0 Replies Latest reply: Dec 19, 2012 2:42 PM by Marc Marshall
Marc Marshall Level 1 Level 1 (45 points)

I'm having a maddening issue with a Mini server running 10.6.8 (all updates installed, configuration imported from a 10.5 XServe, recently did a full reinstall of the OS due to some odd behavior and Server Admin errors/slowness).

 

It is sharing a few volumes on an external drive via AFP and SMB, with relatively simple permissions configured via ACLs.  For practical purposes, users are in two groups:  Staff and Bookkeepers (I'm simplifying names, but they're not the stock system groups).  All employees are in the Staff group, a few are also in the Bookkeepers one.

 

A couple of folders on one share have "deny : full control" set for the Staff group, and "allow : full control" set for the Bookkeepers group above that.  The intent is to allow bookkeepers access to the folder, and not general staff.

 

This has worked as expected for years.

 

 

Then, for no readily apparent reason, a few days ago some users lost the ability to delete folders they created within the restricted folders (other folders on the share were fine).  I spent a while going around as to why this was, eventually deciding that something was wrong with either the ACLs or the groups themselves.

 

My final solution was to completely remove the ACL from the restricted folder via the command line, then delete both groups, create two new groups, NewStaff and NewBookkeepers (with new GIDs and shortnames), then re-add the correct ACL to the restricted folder, and propagate permissions down (done with Server Admin and Workgroup Manager, latest versions, running on a 10.6.8 workstation).  I also rebooted the server and cycled AFP.

 

 

Now the problem is only slighgtly different:

 

Within those restricted folders, users can create new folders, but cannot rename or move any existing or newly-created folders, although now they CAN delete either. The "Effective Permissions" browser in Server Admin shows my user as having full permissions for the folder in question to do everything, I've logged out and back on to make sure it's not a cache issue, and I've run out of ideas short of an OS reinstall.

 

 

The command line says the Bookkeepers group has the following permissions for one of the folders within a restricted directory, which I cannot rename or move:

 

inherited allow list,add_file,search,add_subdirectory,delete_child,readattr,writeattr,readextat tr,writeextattr,readsecurity,writesecurity,chown,file_inherit,directory_inherit

 

versus this for a folder I CAN edit, outside one of the restricted folders:

 

inherited allow list,add_file,search,delete,add_subdirectory,delete_child,readattr,writeattr,re adextattr,writeextattr,readsecurity,writesecurity,chown,file_inherit,directory_i nherit

 

...the notable difference in there being lack of "delete" permissions on the problem directories.
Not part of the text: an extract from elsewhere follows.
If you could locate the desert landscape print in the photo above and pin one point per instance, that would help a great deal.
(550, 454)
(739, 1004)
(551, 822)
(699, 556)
Which is bizarre, because that group is set to "full control", and I CAN delete it--just not move or rename. (Perhaps that's the "delete_child" of the parent directory allowing me to do that?)

 

(Unix permission is: rwxrwx---   admin admin Others)

 

Notably, when directly accessing the server, the Finder also suffers from this problem--if I try to move a folder, I'm prompted to enter an admin password before I'm allowed to, so the issue isn't restricted to just AFP.  I just can't figure out where the weird permission is propagating from, or how to get rid of it.

 

 

What the heck is going on here?  Any suggestions on how I might try to fix it?  I'm about to upgrade to 10.8 Server, and if that doesn't work reformat the external RAID array, which will be a huge pain.